Background
Historically, Hans von Chiari described certain hindbrain abnormalities
as postmortem findings in infants; these came to be known as
Chiari
malformations. Four types of Chiari malformations are described in the
literature: types I, II, III, and IV. 1,2(Chiari
malformation types II, III, and IV are distinct from type I and are not
discussed in this article). Chiari I malformation is the most common,
having been estimated to occur in 1 in 1000 births. 1
Arnold Chiari type I malformation (Type-I ACM) is characterized by
cerebellar tonsils herniation and downwardly displaced below the level
of the foramen magnum. Typically, tonsils lying 5 mm or more (normally 3
mm) below the foramen magnum on neuroimaging are consistent with an ACM.
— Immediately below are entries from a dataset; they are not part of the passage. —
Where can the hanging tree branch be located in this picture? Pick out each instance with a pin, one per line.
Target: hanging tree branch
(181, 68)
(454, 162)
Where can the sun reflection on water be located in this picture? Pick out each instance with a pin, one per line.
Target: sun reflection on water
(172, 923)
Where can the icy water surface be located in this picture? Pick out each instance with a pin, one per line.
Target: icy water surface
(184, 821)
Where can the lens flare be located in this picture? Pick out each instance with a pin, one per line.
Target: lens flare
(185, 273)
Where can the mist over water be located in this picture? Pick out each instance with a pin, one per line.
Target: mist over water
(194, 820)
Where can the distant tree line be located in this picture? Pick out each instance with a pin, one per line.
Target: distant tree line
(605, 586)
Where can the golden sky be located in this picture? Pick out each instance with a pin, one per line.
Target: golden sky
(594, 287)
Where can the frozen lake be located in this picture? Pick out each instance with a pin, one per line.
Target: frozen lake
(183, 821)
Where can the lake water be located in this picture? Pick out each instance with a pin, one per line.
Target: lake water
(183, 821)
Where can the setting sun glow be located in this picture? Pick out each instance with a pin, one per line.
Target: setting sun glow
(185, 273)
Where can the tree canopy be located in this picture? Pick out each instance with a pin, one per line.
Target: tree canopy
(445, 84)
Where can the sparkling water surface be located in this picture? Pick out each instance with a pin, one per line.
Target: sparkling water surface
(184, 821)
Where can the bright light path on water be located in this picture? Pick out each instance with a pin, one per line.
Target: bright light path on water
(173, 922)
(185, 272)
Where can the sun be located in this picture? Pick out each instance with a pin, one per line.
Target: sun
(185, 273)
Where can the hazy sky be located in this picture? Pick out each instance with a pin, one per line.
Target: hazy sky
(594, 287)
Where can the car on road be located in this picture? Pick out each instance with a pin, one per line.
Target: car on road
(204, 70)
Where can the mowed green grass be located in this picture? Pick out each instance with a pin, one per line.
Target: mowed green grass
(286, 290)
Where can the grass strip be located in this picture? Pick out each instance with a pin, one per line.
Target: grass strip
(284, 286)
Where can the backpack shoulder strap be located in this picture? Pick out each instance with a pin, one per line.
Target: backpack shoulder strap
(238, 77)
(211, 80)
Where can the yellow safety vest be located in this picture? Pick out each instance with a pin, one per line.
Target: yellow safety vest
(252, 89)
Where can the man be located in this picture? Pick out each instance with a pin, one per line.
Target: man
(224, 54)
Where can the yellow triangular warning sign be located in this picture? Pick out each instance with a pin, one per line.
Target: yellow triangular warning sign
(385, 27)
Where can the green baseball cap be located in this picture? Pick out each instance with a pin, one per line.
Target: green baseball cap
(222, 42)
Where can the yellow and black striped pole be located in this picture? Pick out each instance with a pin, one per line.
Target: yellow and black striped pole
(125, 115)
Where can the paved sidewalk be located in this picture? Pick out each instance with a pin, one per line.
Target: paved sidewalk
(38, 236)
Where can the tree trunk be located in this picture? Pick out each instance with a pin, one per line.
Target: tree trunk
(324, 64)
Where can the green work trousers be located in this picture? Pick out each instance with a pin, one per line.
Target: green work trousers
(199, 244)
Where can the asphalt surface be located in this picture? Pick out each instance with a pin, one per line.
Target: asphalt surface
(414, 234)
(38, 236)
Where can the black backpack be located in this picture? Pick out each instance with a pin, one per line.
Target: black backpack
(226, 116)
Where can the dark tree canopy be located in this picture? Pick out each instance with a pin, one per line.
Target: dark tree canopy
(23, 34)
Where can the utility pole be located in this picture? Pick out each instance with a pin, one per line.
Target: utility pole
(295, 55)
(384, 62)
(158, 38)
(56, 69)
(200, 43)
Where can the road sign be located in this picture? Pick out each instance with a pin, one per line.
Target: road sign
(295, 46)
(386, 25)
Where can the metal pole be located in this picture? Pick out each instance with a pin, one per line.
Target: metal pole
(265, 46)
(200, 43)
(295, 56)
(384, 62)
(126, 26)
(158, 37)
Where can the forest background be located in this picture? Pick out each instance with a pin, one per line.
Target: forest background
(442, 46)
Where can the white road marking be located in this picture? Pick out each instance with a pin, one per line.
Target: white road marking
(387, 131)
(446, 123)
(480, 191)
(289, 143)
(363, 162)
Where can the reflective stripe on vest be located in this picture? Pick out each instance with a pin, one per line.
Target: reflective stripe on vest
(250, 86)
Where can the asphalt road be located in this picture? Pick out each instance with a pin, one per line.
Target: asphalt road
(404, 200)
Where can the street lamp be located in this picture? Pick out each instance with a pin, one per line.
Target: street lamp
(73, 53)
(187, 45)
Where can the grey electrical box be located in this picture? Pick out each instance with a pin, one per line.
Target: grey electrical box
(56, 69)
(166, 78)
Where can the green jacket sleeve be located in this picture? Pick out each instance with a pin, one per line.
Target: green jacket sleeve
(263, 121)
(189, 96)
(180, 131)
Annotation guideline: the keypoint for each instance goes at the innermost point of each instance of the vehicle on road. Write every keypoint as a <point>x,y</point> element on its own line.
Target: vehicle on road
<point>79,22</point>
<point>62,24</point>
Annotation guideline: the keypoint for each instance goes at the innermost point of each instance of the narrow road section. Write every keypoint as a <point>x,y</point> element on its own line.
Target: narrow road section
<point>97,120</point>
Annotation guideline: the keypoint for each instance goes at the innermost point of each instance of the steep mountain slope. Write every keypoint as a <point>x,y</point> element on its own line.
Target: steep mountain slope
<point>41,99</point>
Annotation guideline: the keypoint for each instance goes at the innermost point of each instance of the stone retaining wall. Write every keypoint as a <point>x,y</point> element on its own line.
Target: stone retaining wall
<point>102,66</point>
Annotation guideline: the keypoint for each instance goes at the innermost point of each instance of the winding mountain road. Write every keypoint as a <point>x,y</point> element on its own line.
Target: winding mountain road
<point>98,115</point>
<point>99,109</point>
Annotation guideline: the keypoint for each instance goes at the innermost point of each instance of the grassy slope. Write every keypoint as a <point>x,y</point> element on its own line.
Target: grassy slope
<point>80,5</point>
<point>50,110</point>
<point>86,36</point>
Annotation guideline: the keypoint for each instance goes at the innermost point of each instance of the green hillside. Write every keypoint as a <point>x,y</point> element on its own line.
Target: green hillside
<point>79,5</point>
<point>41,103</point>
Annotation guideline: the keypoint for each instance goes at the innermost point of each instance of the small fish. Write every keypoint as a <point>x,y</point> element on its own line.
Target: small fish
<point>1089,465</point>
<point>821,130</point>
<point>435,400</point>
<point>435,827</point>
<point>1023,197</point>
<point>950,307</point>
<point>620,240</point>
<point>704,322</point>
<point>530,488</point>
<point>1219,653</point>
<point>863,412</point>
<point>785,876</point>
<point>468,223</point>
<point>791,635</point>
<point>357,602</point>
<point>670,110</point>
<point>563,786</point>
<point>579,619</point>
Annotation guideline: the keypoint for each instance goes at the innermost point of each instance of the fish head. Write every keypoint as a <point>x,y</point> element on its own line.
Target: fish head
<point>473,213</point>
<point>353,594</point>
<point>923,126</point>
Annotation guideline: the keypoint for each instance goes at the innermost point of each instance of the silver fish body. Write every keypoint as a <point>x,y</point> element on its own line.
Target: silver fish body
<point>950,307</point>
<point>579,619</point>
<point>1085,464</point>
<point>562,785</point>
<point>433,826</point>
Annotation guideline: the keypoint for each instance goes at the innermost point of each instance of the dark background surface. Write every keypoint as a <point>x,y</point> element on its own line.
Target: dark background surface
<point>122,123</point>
However, there is no known direct correlation between clinical severity
and the tonsils position.
The actual nature of CM-I has not been fully understood.2 In most cases, CM-I does not become symptomatic
until adolescence or adulthood 3-5 and the mean age at
presentation is approximately 18 years. 6 Also,
symptom onset is often insidious. Usually, Symptoms of Type-I ACM
develop as a result of the following mechanisms; cerebellum, medulla,
and upper spinal cord compression, and disruption of CSF flow through
the foramen magnum. Medulla and spinal cord compression may result in
spinal cord injury and lower cranial nerve and nuclear dysfunction.
Also, the cerebellum compression may result in various neurological
symptoms such as dysequilibrium, dysmetria, ataxia, and nystagmus.
Disruption of the Cerebral Spinal Fluid (CSF) flow through foramen
magnum probably leads to the most common symptom, which is pain.